Epic Games informed workers of the job cuts in a March 24 letter from CEO Tim Sweeney. By Tuesday afternoon, multiple Triangle-based Epic employees had posted on LinkedIn that they had lost their jobs. Impacted roles included artists, engineers, managers, analysts and designers. At 37 layoffs, the most affected position in Cary by far was “senior tester.”
“I’m sorry we’re here again,” Sweeney wrote. “The downturn in Fortnite engagement that started in 2025 means we’re spending significantly more than we’re making, and we have to make major cuts to keep the company funded.”
Fortnite is a vibrantly colored shooter game that took the global gaming industry by storm after Epic released its “battle royale” version in 2017. It has been considered among the industry’s “forever games” for its sustained popularity, but this week’s layoffs suggest the concept may be outdated, says Joost van Dreunen, a professor at New York University and author of the 2020 book “One Up: Creativity, Competition, and the Global Business of Video Games.”
“Perhaps it’s time to admit that the notion of forever games provides a false sense of security, because they clearly do have a life cycle,” he said. “They clearly do have a moment where they start to decline.”
In his letter Tuesday, Sweeney stressed that artificial intelligence did not contribute to the layoffs.

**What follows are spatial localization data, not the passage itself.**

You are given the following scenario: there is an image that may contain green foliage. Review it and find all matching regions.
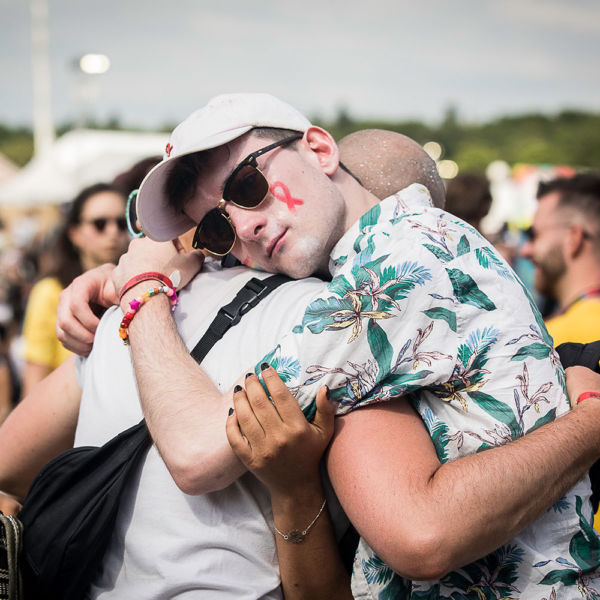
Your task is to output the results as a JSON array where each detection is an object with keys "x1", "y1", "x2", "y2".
[{"x1": 3, "y1": 109, "x2": 600, "y2": 170}]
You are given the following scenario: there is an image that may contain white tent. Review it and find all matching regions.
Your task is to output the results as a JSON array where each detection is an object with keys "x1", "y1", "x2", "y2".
[{"x1": 0, "y1": 129, "x2": 168, "y2": 207}]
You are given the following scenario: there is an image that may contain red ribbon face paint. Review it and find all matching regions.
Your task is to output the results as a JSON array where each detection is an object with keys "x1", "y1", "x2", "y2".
[{"x1": 270, "y1": 181, "x2": 304, "y2": 213}]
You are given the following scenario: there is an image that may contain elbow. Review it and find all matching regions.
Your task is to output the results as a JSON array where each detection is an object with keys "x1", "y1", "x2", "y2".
[
  {"x1": 166, "y1": 447, "x2": 235, "y2": 496},
  {"x1": 374, "y1": 525, "x2": 459, "y2": 581}
]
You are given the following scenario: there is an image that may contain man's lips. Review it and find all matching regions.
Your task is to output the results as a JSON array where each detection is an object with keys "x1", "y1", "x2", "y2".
[{"x1": 266, "y1": 230, "x2": 287, "y2": 258}]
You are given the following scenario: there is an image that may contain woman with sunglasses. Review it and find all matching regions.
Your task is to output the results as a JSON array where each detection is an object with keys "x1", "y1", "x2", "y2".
[{"x1": 21, "y1": 183, "x2": 129, "y2": 396}]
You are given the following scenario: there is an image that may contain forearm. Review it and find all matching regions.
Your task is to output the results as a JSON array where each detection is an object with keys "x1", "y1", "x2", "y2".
[
  {"x1": 125, "y1": 291, "x2": 245, "y2": 494},
  {"x1": 0, "y1": 356, "x2": 80, "y2": 500},
  {"x1": 271, "y1": 481, "x2": 352, "y2": 600},
  {"x1": 327, "y1": 399, "x2": 600, "y2": 580}
]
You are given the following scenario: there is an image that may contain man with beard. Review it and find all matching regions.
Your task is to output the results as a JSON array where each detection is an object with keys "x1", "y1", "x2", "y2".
[
  {"x1": 521, "y1": 172, "x2": 600, "y2": 535},
  {"x1": 520, "y1": 174, "x2": 600, "y2": 346}
]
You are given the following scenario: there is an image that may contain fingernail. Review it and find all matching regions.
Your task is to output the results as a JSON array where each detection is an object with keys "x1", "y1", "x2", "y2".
[
  {"x1": 233, "y1": 385, "x2": 242, "y2": 393},
  {"x1": 228, "y1": 407, "x2": 234, "y2": 416},
  {"x1": 260, "y1": 362, "x2": 270, "y2": 371},
  {"x1": 245, "y1": 372, "x2": 253, "y2": 379}
]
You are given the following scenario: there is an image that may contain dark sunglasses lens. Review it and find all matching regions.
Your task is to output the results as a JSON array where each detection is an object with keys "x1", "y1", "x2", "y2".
[
  {"x1": 91, "y1": 217, "x2": 128, "y2": 233},
  {"x1": 92, "y1": 218, "x2": 107, "y2": 232},
  {"x1": 193, "y1": 210, "x2": 235, "y2": 255},
  {"x1": 226, "y1": 165, "x2": 269, "y2": 208}
]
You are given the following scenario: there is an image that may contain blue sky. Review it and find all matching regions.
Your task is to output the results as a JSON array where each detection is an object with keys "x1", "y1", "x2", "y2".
[{"x1": 2, "y1": 0, "x2": 599, "y2": 129}]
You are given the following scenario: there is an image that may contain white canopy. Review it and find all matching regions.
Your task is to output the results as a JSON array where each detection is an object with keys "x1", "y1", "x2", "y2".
[{"x1": 0, "y1": 129, "x2": 168, "y2": 207}]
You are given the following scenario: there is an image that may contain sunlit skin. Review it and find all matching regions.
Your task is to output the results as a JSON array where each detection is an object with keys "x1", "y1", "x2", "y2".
[
  {"x1": 183, "y1": 129, "x2": 356, "y2": 280},
  {"x1": 270, "y1": 181, "x2": 304, "y2": 214}
]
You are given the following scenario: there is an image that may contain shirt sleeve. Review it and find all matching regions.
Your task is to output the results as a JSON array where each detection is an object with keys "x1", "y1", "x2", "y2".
[{"x1": 253, "y1": 203, "x2": 460, "y2": 417}]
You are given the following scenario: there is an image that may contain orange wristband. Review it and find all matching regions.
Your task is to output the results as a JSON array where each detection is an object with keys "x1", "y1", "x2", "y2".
[{"x1": 576, "y1": 392, "x2": 600, "y2": 405}]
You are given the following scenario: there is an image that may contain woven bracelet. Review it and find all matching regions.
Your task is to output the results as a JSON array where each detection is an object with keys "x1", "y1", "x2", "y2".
[
  {"x1": 119, "y1": 271, "x2": 175, "y2": 301},
  {"x1": 118, "y1": 285, "x2": 178, "y2": 345},
  {"x1": 273, "y1": 499, "x2": 327, "y2": 544}
]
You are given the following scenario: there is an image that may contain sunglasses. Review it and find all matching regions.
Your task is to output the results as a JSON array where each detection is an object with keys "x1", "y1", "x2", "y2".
[
  {"x1": 523, "y1": 224, "x2": 593, "y2": 243},
  {"x1": 191, "y1": 132, "x2": 303, "y2": 256},
  {"x1": 83, "y1": 216, "x2": 128, "y2": 233}
]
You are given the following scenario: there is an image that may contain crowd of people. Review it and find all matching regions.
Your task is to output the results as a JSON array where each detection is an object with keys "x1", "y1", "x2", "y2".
[{"x1": 0, "y1": 92, "x2": 600, "y2": 599}]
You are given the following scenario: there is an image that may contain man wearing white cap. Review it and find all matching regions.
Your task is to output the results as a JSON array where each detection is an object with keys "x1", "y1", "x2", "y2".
[{"x1": 56, "y1": 94, "x2": 600, "y2": 598}]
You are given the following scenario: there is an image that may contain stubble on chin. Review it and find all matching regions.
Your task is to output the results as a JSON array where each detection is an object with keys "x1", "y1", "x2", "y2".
[{"x1": 281, "y1": 235, "x2": 330, "y2": 279}]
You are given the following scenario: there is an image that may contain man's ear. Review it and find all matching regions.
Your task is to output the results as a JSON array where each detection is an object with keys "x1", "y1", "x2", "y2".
[
  {"x1": 303, "y1": 126, "x2": 339, "y2": 176},
  {"x1": 564, "y1": 223, "x2": 586, "y2": 259}
]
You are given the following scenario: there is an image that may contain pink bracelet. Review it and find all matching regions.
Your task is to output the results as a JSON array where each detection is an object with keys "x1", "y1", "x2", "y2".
[
  {"x1": 118, "y1": 285, "x2": 178, "y2": 345},
  {"x1": 576, "y1": 391, "x2": 600, "y2": 405},
  {"x1": 119, "y1": 271, "x2": 175, "y2": 301}
]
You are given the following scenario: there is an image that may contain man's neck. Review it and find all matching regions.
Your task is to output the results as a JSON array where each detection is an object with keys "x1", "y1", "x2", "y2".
[
  {"x1": 556, "y1": 266, "x2": 600, "y2": 310},
  {"x1": 338, "y1": 175, "x2": 380, "y2": 234}
]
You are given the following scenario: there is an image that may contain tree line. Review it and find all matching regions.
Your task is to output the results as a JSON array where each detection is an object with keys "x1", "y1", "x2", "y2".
[{"x1": 1, "y1": 108, "x2": 599, "y2": 172}]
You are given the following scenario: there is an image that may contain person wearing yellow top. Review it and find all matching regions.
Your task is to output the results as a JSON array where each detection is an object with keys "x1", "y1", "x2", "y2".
[
  {"x1": 23, "y1": 277, "x2": 71, "y2": 370},
  {"x1": 521, "y1": 172, "x2": 600, "y2": 531},
  {"x1": 21, "y1": 183, "x2": 129, "y2": 397}
]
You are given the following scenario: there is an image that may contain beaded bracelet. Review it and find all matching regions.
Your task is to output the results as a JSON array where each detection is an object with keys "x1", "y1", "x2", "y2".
[{"x1": 118, "y1": 285, "x2": 178, "y2": 345}]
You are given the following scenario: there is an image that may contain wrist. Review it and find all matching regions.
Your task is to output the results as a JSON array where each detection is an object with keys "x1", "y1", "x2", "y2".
[
  {"x1": 269, "y1": 479, "x2": 324, "y2": 508},
  {"x1": 118, "y1": 284, "x2": 177, "y2": 344}
]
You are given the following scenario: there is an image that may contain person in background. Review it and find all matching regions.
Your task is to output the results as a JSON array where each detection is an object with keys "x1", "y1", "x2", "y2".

He alluded to his antitrust challenges against Apple and Google, costly years-long legal processes that ultimately returned Fortnite to billions of smartphones worldwide. “In being the industry’s vanguard we have taken a lot of bullets in a battle which is only in the early days of paying off for ourselves and all developers,” Sweeney wrote.
He said workers who lost their jobs will get “at least four months of base pay” and that the company will hold a meeting Thursday to discuss its future direction.
Epic stopped sharing valuation amid metaverse push
Now a billionaire, Sweeney cofounded Epic in 1991 and moved it to Cary later that decade. Epic scored wins with its Gears of War series and popular graphics tool, Unreal Engine, but the success of Fortnite propelled the mid-sized studio to become one of the world’s most valuable private companies.
In the early 2020s, Epic celebrated a series of increasing valuations, culminating in a 2022 investment from Sony and the parent company of Lego that valued Epic at $31.5 billion. But the North Carolina game developer’s momentum has since slowed, and Epic declined to share its new valuation after Disney took a $1.5 billion equity stake in the company in early 2024. Its plan to build a new headquarters at the former Cary Towne Center mall also stalled.
Sweeney’s effort to leverage Fortnite to offer customers experiences in the metaverse, a network of immersive virtual spaces, has been expensive. The CEO noted these costs contributed to the 2023 layoffs, which hit roughly 16% of Epic staff.
The latest layoffs come less than a week after another Cary video game developer, Red Storm Entertainment, announced it would cut 105 jobs at its headquarters and stop developing games as its parent company, Ubisoft, seeks to lower spending.